Alternative quick fix:

diff --git a/llvm/lib/Target/AMDGPU/MCTargetDesc/AMDGPUInstPrinter.cpp b/llvm/lib/Target/AMDGPU/MCTargetDesc/AMDGPUInstPrinter.cpp
index b07c0a67ecf5..bd938d829953 100644
--- a/llvm/lib/Target/AMDGPU/MCTargetDesc/AMDGPUInstPrinter.cpp
+++ b/llvm/lib/Target/AMDGPU/MCTargetDesc/AMDGPUInstPrinter.cpp
@@ -542,7 +542,7 @@ void AMDGPUInstPrinter::printImmediate64(uint64_t Imm,
            STI.getFeatureBits()[AMDGPU::FeatureInv2PiInlineImm])
     O << "0.15915494309189532";
   else {
-    assert(isUInt<32>(Imm) || Imm == 0x3fc45f306dc9c882);
+    assert(isUInt<32>(Imm) || isInt<32>(Imm));

This is a better quick fix

(I don't understand why Imm == 0x3fc45f306dc9c882 was allowed in the assertion, on targets that don't have FeatureInv2PiInlineImm.)

Probably laziness for querying the feature

foad updated this revision to Diff 439742.Jun 24 2022, 7:12 AM

Switch to the better quick fix.

arsenm accepted this revision.Jun 24 2022, 7:38 AM
This revision is now accepted and ready to land.Jun 24 2022, 7:38 AM
rampitec accepted this revision.Jun 24 2022, 9:09 AM

LGTM, but I really think we just need to truncate the immediate at selection.

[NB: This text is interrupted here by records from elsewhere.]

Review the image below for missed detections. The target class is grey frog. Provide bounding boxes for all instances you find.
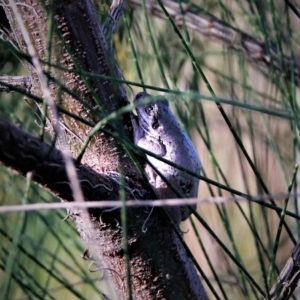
[132,92,201,223]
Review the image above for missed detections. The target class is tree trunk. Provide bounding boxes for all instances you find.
[0,0,207,300]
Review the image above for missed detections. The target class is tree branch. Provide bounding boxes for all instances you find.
[0,0,207,300]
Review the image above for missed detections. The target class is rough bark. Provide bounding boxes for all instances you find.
[0,0,207,299]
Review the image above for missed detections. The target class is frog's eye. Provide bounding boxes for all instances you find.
[145,105,154,116]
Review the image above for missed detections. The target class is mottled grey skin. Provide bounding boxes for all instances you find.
[132,92,201,223]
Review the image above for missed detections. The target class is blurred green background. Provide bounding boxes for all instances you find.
[0,0,300,299]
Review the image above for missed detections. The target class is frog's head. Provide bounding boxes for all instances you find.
[134,92,169,132]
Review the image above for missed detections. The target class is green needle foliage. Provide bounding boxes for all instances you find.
[0,0,300,299]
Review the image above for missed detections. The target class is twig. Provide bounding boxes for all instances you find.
[129,0,300,86]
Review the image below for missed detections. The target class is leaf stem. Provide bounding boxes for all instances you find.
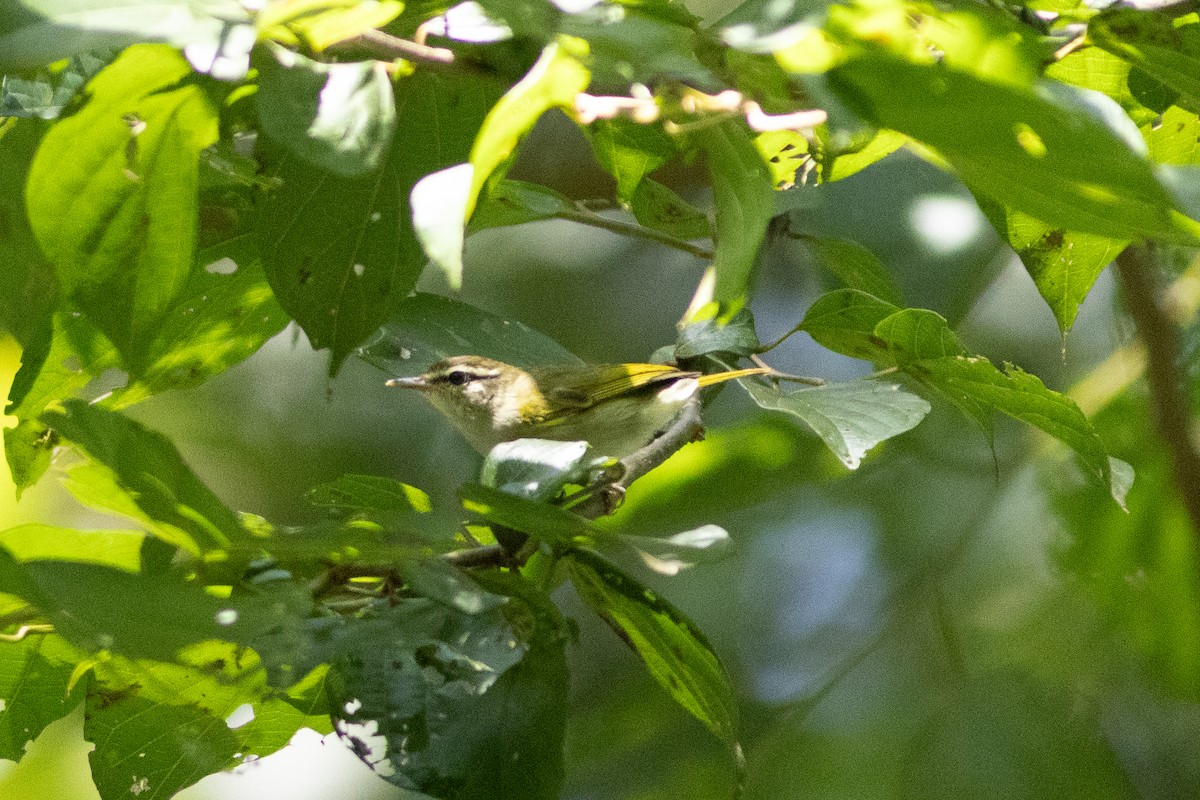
[1116,245,1200,536]
[554,205,715,259]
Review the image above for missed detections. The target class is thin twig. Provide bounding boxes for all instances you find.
[1116,245,1200,536]
[571,397,704,519]
[554,206,715,259]
[338,30,455,65]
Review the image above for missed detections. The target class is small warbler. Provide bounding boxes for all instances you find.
[388,355,772,458]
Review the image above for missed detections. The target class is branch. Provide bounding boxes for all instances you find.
[338,30,455,64]
[1116,245,1200,536]
[571,396,704,519]
[554,207,714,259]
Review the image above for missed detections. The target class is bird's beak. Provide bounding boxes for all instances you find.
[384,375,430,391]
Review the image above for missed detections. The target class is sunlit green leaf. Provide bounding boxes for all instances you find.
[742,380,930,469]
[308,475,431,513]
[829,53,1177,237]
[358,294,582,375]
[458,483,604,547]
[258,72,496,371]
[413,43,590,289]
[0,633,78,762]
[254,48,396,178]
[569,551,738,747]
[26,46,217,366]
[0,120,58,349]
[479,439,608,501]
[979,198,1128,333]
[698,121,775,305]
[43,401,246,554]
[0,0,246,71]
[331,576,566,800]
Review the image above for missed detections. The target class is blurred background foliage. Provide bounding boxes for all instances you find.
[0,100,1200,800]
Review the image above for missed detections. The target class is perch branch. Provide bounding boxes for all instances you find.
[1116,245,1200,536]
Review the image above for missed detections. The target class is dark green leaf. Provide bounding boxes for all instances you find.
[1087,7,1200,103]
[458,483,605,547]
[742,379,930,469]
[698,121,775,307]
[674,309,761,359]
[470,179,577,233]
[26,46,217,367]
[0,548,223,660]
[799,289,900,361]
[108,234,288,408]
[629,178,713,240]
[413,42,590,289]
[0,0,246,72]
[0,634,78,762]
[911,356,1133,506]
[43,401,247,555]
[258,72,496,371]
[0,523,146,572]
[829,53,1178,237]
[308,475,431,513]
[979,198,1123,333]
[583,118,679,203]
[358,294,583,375]
[254,47,396,178]
[568,551,738,748]
[804,236,904,306]
[332,576,566,800]
[84,642,312,800]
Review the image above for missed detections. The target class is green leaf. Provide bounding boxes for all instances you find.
[674,308,761,360]
[568,551,738,748]
[43,401,247,555]
[84,642,309,800]
[0,634,78,762]
[4,312,119,499]
[977,197,1129,333]
[307,475,432,513]
[0,523,146,572]
[258,72,496,372]
[0,120,58,347]
[331,576,566,800]
[479,439,610,501]
[910,356,1133,507]
[619,525,733,576]
[413,42,590,289]
[358,294,583,375]
[0,548,223,660]
[829,53,1178,239]
[254,46,396,178]
[0,0,246,72]
[107,234,288,408]
[798,289,900,361]
[583,118,679,203]
[26,46,217,367]
[1087,8,1200,104]
[803,236,904,306]
[629,178,713,240]
[742,380,930,469]
[458,483,605,547]
[697,121,775,306]
[469,178,578,233]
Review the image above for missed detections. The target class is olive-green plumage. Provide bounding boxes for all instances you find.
[388,355,767,458]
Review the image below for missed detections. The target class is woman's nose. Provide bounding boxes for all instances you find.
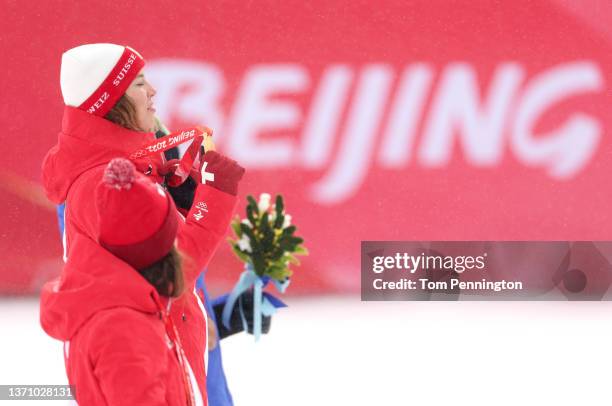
[147,82,157,97]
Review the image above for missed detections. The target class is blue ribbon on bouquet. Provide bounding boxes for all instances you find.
[219,264,289,341]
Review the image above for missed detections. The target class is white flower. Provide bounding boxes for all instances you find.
[283,214,291,228]
[257,193,270,213]
[238,234,253,253]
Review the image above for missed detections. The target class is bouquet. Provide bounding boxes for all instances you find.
[222,193,308,340]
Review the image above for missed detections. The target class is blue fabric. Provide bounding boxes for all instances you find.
[196,270,234,406]
[57,203,234,406]
[57,203,66,238]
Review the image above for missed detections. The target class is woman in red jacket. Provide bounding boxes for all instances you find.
[41,158,207,405]
[43,44,244,400]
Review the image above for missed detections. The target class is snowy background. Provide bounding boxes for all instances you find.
[0,296,612,406]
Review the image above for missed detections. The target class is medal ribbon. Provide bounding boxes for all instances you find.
[129,127,212,187]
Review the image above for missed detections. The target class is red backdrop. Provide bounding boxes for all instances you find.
[0,0,612,293]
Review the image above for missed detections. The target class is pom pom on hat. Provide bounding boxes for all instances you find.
[102,158,136,190]
[95,158,179,269]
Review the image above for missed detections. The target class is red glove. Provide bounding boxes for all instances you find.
[201,151,245,196]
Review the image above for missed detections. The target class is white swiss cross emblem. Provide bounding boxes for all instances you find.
[201,161,215,185]
[193,201,208,221]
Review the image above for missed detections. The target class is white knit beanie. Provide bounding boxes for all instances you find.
[60,44,144,116]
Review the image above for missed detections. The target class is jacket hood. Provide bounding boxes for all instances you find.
[42,106,161,204]
[40,235,168,341]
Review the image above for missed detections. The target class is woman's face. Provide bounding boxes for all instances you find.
[125,70,157,132]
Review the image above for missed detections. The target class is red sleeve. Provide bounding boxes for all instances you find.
[86,309,168,406]
[178,185,237,291]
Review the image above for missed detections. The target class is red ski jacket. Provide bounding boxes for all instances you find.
[40,235,206,406]
[43,106,236,402]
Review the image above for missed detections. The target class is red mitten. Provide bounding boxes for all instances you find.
[201,151,245,196]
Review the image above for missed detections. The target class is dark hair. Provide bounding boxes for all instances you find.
[104,93,142,131]
[138,247,184,297]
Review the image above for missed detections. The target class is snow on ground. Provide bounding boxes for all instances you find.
[0,296,612,406]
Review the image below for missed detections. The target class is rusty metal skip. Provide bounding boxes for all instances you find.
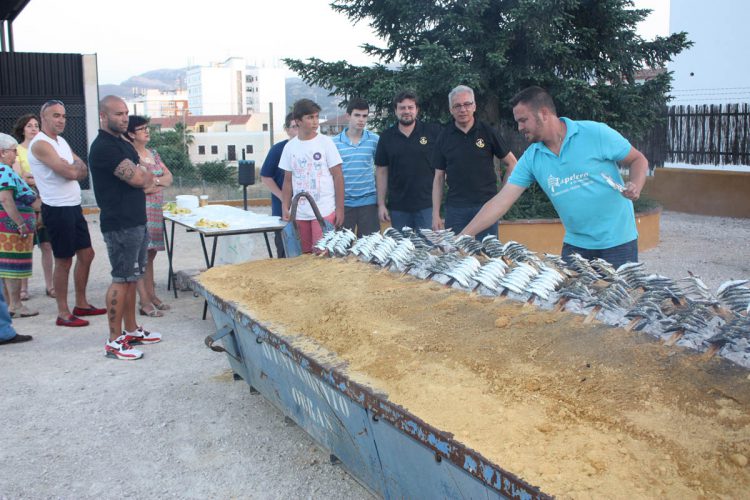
[198,280,550,500]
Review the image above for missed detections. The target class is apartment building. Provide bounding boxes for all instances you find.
[151,113,270,165]
[186,57,286,132]
[125,89,189,118]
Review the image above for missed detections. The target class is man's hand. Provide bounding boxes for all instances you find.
[73,156,89,181]
[622,182,641,201]
[378,205,391,222]
[21,172,36,186]
[333,210,344,229]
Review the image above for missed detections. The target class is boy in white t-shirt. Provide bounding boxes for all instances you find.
[279,99,344,253]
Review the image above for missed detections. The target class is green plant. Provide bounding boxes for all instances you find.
[285,0,692,137]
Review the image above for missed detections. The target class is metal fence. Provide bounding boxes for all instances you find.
[665,103,750,165]
[0,52,89,189]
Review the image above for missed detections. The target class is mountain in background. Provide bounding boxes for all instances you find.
[286,77,346,121]
[99,68,187,99]
[99,68,344,118]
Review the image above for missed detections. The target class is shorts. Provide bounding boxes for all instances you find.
[102,224,148,283]
[42,203,91,259]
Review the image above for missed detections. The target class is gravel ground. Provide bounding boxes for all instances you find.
[0,212,750,499]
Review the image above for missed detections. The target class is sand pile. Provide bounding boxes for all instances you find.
[201,256,750,498]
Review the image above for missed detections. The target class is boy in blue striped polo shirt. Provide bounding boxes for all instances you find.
[333,97,380,238]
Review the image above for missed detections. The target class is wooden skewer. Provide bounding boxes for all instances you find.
[664,330,685,346]
[583,306,602,325]
[554,297,570,312]
[625,316,643,332]
[703,344,722,360]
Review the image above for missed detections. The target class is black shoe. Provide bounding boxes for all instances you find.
[0,333,34,345]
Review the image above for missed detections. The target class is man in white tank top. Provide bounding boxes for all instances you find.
[28,100,106,326]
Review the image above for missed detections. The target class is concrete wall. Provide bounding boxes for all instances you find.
[668,0,750,104]
[643,168,750,217]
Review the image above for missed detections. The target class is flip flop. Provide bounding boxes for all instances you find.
[138,307,164,318]
[151,301,172,311]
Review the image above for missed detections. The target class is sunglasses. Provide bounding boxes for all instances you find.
[42,99,65,113]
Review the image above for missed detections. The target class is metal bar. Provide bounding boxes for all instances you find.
[161,218,177,299]
[8,21,16,52]
[263,231,273,259]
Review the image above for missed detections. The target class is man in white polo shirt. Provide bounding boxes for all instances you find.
[29,100,107,327]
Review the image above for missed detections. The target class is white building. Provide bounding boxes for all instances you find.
[125,89,188,118]
[186,57,286,132]
[151,113,270,167]
[669,0,750,104]
[245,66,287,131]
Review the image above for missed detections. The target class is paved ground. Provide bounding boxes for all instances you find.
[0,209,750,499]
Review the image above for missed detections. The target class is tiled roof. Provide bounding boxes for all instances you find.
[151,115,251,128]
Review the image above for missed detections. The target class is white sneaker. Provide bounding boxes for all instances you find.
[122,326,161,344]
[104,335,143,360]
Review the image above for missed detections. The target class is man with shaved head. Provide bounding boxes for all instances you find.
[89,96,161,360]
[29,100,106,327]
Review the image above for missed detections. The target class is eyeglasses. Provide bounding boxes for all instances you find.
[451,101,474,110]
[42,99,65,113]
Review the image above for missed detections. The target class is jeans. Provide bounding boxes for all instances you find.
[273,231,286,259]
[391,207,432,231]
[0,285,16,340]
[445,205,497,240]
[562,238,638,269]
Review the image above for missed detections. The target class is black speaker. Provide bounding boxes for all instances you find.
[237,160,255,186]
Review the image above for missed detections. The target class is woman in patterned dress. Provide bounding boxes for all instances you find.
[125,115,172,317]
[0,134,41,318]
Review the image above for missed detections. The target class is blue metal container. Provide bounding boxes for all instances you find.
[193,281,550,500]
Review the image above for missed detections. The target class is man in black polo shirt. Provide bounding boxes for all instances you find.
[375,91,441,229]
[432,85,516,239]
[89,96,161,360]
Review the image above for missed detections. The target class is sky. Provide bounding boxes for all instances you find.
[13,0,669,84]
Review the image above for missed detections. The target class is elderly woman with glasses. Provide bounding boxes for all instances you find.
[125,115,172,318]
[0,133,41,318]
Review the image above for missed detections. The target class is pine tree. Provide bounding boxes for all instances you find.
[286,0,691,138]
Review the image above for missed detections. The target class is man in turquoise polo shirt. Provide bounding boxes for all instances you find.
[333,97,380,238]
[463,87,648,266]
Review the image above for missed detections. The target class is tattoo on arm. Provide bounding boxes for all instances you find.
[115,159,138,183]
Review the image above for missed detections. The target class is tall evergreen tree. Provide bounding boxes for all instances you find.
[285,0,691,138]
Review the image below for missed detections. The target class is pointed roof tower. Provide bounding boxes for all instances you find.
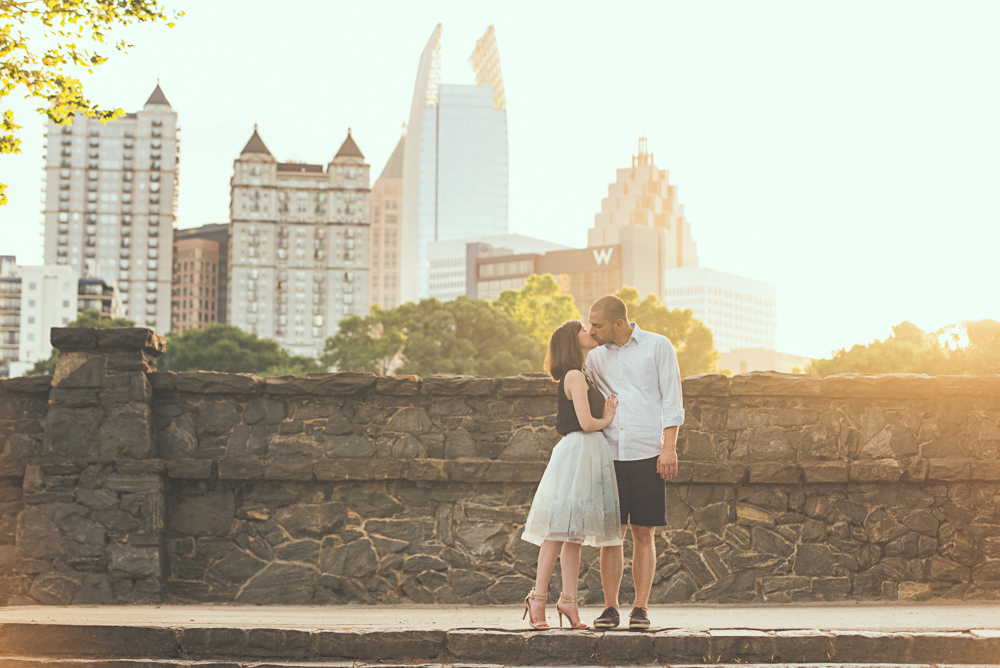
[143,79,170,107]
[333,128,365,160]
[379,134,406,179]
[240,123,271,155]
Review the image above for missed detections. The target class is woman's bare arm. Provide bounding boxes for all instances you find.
[563,369,618,432]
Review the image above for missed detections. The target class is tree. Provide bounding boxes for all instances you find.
[807,320,1000,376]
[615,286,719,377]
[0,0,184,206]
[322,306,404,376]
[324,296,545,376]
[493,274,580,346]
[157,323,323,375]
[25,308,135,376]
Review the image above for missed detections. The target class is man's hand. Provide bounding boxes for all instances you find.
[656,450,677,480]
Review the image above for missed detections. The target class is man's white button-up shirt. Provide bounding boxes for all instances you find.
[586,322,684,461]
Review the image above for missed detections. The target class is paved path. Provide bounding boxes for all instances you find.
[0,603,1000,633]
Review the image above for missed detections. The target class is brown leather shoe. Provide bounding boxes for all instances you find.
[628,608,649,630]
[594,608,621,629]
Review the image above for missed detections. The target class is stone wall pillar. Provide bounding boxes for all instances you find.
[10,328,166,604]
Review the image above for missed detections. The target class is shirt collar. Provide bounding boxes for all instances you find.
[607,322,645,350]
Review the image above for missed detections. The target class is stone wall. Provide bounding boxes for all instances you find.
[0,329,1000,604]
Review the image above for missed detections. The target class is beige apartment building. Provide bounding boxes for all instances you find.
[227,127,371,358]
[368,133,406,309]
[587,137,698,271]
[44,84,180,334]
[171,239,220,333]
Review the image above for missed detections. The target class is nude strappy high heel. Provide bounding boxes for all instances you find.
[556,592,589,629]
[521,587,561,629]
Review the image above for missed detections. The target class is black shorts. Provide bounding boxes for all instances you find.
[615,457,667,527]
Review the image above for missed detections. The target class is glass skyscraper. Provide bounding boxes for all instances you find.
[400,24,507,302]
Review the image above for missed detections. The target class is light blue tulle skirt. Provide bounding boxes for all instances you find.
[521,431,622,547]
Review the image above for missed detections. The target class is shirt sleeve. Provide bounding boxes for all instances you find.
[656,339,684,429]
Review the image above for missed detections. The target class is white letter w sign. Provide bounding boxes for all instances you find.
[594,248,615,266]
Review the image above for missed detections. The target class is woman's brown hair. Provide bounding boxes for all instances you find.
[545,320,583,380]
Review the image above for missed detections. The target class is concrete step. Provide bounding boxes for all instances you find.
[0,623,1000,668]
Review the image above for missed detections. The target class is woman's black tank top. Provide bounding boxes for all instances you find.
[556,373,604,436]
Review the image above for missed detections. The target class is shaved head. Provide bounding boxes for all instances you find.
[590,295,628,324]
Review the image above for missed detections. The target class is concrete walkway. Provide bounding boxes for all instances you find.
[0,602,1000,635]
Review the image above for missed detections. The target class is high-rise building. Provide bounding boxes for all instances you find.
[427,234,568,302]
[0,256,121,378]
[171,238,220,333]
[400,24,508,301]
[475,229,661,319]
[587,137,698,270]
[173,223,229,323]
[44,84,180,333]
[368,134,406,308]
[661,267,778,358]
[227,122,371,357]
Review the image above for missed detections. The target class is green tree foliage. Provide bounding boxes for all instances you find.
[25,308,135,376]
[0,0,183,206]
[493,274,580,346]
[323,296,545,376]
[615,286,719,377]
[323,306,405,376]
[157,323,324,376]
[807,320,1000,376]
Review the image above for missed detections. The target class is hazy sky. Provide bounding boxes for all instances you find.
[0,0,1000,356]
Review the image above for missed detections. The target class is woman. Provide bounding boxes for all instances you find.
[521,320,622,629]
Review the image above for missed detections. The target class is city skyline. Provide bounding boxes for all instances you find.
[0,3,1000,356]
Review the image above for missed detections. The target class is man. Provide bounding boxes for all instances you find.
[587,295,684,629]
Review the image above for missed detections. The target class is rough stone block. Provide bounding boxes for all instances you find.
[774,629,833,664]
[0,376,52,394]
[799,461,848,483]
[600,631,656,665]
[0,624,178,659]
[486,461,545,482]
[178,628,315,661]
[525,628,601,665]
[936,374,1000,397]
[421,375,493,397]
[445,629,528,665]
[850,459,904,482]
[219,455,264,480]
[972,460,1000,482]
[173,371,264,394]
[823,373,938,399]
[692,462,747,485]
[375,376,420,397]
[927,457,972,480]
[681,373,729,397]
[316,630,446,663]
[750,462,799,485]
[832,631,913,664]
[653,629,712,664]
[264,372,376,396]
[167,459,212,480]
[500,373,559,397]
[729,371,823,397]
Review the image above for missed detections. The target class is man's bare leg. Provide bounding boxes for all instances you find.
[632,525,656,608]
[601,524,628,610]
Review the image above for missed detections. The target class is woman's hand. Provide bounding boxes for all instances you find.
[603,394,618,424]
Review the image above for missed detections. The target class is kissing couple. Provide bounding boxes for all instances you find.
[521,295,684,629]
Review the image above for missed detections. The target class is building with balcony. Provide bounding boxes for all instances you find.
[170,238,220,333]
[0,256,122,378]
[368,134,406,308]
[171,223,229,323]
[44,84,180,334]
[399,24,508,302]
[227,127,371,358]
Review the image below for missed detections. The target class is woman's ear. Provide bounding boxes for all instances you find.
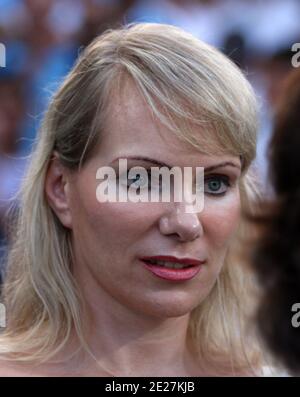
[45,153,72,229]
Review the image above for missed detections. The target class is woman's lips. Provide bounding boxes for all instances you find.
[141,256,204,281]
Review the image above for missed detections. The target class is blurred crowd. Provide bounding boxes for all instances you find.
[0,0,300,274]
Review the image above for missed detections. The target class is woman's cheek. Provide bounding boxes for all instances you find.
[202,192,241,247]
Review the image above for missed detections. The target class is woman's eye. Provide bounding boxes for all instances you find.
[204,175,230,195]
[127,173,150,188]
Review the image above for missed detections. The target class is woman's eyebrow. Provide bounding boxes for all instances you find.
[204,161,241,172]
[112,156,240,172]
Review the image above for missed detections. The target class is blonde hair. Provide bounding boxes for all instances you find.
[0,24,257,371]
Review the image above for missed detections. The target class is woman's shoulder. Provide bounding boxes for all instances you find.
[261,365,291,377]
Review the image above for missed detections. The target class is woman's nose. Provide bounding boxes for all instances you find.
[159,203,203,241]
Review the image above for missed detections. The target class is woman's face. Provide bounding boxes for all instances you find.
[68,83,241,317]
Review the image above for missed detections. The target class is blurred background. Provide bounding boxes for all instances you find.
[0,0,300,276]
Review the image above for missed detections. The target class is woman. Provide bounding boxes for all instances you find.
[0,24,260,376]
[253,69,300,375]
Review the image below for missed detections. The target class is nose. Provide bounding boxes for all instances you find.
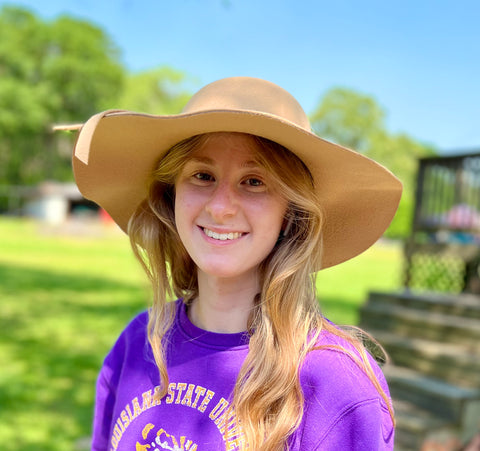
[205,182,238,223]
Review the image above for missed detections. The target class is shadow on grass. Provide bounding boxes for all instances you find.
[318,296,366,326]
[0,265,146,451]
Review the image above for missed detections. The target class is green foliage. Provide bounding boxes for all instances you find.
[0,7,195,192]
[0,7,124,185]
[0,217,401,451]
[311,88,385,152]
[117,67,191,114]
[311,88,435,238]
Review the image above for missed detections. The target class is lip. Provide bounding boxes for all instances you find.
[198,226,248,245]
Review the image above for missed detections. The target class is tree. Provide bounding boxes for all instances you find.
[311,88,385,152]
[0,7,124,185]
[117,67,191,114]
[311,88,436,238]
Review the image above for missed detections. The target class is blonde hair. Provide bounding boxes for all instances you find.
[129,134,393,451]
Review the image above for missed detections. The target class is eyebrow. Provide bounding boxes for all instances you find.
[187,157,263,168]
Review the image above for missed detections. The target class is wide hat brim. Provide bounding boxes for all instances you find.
[73,79,402,269]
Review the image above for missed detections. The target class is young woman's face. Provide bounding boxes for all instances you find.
[175,133,287,278]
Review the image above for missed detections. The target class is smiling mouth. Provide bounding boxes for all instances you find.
[203,227,244,241]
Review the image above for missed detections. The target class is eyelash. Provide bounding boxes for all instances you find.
[193,172,265,188]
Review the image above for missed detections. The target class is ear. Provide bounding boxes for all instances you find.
[280,214,293,237]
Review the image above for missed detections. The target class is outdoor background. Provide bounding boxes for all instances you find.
[0,0,480,450]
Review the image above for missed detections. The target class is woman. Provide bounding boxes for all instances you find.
[67,77,401,450]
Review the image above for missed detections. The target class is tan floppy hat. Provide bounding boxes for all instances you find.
[71,77,402,268]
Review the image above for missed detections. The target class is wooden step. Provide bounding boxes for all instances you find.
[360,302,480,351]
[368,290,480,319]
[383,365,480,428]
[369,330,480,388]
[393,399,458,451]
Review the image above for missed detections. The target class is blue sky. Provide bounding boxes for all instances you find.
[0,0,480,153]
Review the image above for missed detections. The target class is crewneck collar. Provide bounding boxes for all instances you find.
[176,299,249,349]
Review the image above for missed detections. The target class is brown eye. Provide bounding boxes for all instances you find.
[245,177,264,186]
[193,172,214,182]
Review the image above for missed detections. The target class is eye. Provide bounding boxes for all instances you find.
[193,172,215,182]
[245,177,265,187]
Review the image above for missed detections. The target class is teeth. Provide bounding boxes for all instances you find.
[203,229,242,241]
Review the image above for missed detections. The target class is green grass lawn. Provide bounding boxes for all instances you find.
[0,218,401,451]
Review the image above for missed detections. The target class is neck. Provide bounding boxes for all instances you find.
[189,271,259,333]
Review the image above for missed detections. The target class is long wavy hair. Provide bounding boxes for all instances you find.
[129,134,393,451]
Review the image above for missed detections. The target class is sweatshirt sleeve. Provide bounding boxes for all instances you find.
[314,398,394,451]
[92,364,115,451]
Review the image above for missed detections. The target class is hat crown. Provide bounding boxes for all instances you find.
[183,77,311,131]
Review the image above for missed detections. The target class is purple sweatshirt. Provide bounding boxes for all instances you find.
[92,301,394,451]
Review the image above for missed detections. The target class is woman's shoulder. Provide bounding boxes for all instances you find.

foad added a comment.Jun 27 2022, 1:35 AM

LGTM, but I really think we just need to truncate the immediate at selection.

You mean as_i64imm should zero extend *instead* of sign extending?

This revision was landed with ongoing or failed builds.Jun 27 2022, 1:49 AM
This revision was automatically updated to reflect the committed changes.

LGTM, but I really think we just need to truncate the immediate at selection.

You mean as_i64imm should zero extend *instead* of sign extending?

In this context, yes. Because we essentially ignore high bits anyway.